HomeBlogAboutTools

An interesting web application infrastructure issue

uncategorized

Many web applications depend require cache control for pages, especially if they involve user logons or time-dependant data.

Usually this is achieved with HTTP headers - something like (in JSP):

response.setHeader("Cache-Control", "no-cache"); response.setHeader("Expires","Tue, 30 May 1980 14:00:41 GMT");

An alternative, which usually work well is to require your site to be run under HTTPS. In theroy, this seems ideal, since it provides security as well as cache control.

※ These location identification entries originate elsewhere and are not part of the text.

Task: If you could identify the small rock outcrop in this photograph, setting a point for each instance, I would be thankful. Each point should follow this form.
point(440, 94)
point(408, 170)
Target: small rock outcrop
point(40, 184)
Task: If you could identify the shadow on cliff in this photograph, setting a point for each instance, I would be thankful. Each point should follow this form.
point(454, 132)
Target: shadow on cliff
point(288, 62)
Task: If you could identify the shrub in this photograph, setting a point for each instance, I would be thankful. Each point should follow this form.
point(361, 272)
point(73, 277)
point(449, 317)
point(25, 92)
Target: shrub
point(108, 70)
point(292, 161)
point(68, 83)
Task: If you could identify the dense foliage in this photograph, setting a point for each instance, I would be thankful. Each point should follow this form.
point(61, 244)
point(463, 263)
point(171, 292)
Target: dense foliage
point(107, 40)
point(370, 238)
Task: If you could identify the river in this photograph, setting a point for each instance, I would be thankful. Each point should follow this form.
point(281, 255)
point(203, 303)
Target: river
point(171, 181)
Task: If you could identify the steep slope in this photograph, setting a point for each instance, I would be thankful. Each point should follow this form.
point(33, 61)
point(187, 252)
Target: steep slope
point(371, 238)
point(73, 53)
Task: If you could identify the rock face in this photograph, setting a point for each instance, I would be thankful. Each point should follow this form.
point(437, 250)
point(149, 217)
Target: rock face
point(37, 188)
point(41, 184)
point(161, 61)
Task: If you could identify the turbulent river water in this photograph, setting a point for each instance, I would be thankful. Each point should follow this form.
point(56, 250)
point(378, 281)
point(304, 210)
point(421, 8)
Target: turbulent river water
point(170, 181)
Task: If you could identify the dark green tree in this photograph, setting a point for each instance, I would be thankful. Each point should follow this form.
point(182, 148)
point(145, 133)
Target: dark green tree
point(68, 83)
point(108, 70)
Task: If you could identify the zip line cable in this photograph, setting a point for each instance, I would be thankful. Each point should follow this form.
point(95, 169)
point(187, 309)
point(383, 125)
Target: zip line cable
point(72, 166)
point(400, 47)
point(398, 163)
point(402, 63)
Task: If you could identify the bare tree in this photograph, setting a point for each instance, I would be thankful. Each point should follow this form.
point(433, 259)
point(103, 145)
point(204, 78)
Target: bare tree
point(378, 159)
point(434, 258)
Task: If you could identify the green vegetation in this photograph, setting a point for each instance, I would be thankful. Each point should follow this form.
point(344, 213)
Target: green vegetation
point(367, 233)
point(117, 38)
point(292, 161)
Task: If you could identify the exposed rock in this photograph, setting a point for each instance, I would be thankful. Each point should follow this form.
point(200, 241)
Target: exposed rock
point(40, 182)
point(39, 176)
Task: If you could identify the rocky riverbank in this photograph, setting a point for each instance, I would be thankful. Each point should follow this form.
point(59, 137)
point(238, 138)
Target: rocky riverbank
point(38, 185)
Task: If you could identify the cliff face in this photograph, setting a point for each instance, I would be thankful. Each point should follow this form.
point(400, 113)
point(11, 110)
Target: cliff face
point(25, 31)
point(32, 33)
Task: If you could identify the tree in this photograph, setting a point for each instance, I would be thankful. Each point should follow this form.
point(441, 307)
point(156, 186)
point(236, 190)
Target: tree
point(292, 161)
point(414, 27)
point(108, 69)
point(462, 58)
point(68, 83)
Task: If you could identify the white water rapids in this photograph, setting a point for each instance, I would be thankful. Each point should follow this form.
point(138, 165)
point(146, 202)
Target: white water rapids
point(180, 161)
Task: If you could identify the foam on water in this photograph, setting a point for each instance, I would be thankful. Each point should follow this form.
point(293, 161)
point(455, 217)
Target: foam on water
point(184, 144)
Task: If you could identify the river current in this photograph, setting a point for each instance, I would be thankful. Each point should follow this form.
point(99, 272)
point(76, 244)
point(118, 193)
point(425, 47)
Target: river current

However, beware of the impact of things like reverse-proxies. Many companies are installing reverse proxies in front of their web hosting machines to do request filtering in order to provide some protection against SQL injection & XSS attacks on their websites. This is a really good idea, but there can be some unexpected impacts.

One I didn’t expect was the impact on caching. Because the proxy needs to inspect the request, it decrypts it, then forwards the request as a HTTP request to the server. Many vendors list this as a feature, because it offloads some processing requirements tot he proxy-box, instead of the webserver. The catch comes if you don’t have explict cache control in your pages AND the reverse proxy is a caching reverse proxy. In this case the proxy may return the cached content to the user, which is NOT WHAT YOU WANT!

Another complicating factor is that some reverse proxies forward the original HTTP 1.1 requests to the server as HTTP 1.0, and seem to ignore HTTP 1.1 headers that are returned. This can bite you if you only use the “Cache-Control” (HTTP 1.1 only) header.

Lesson: Always provide explict cache control AND expiry headers, and never rely on HTTPS to control caching for you.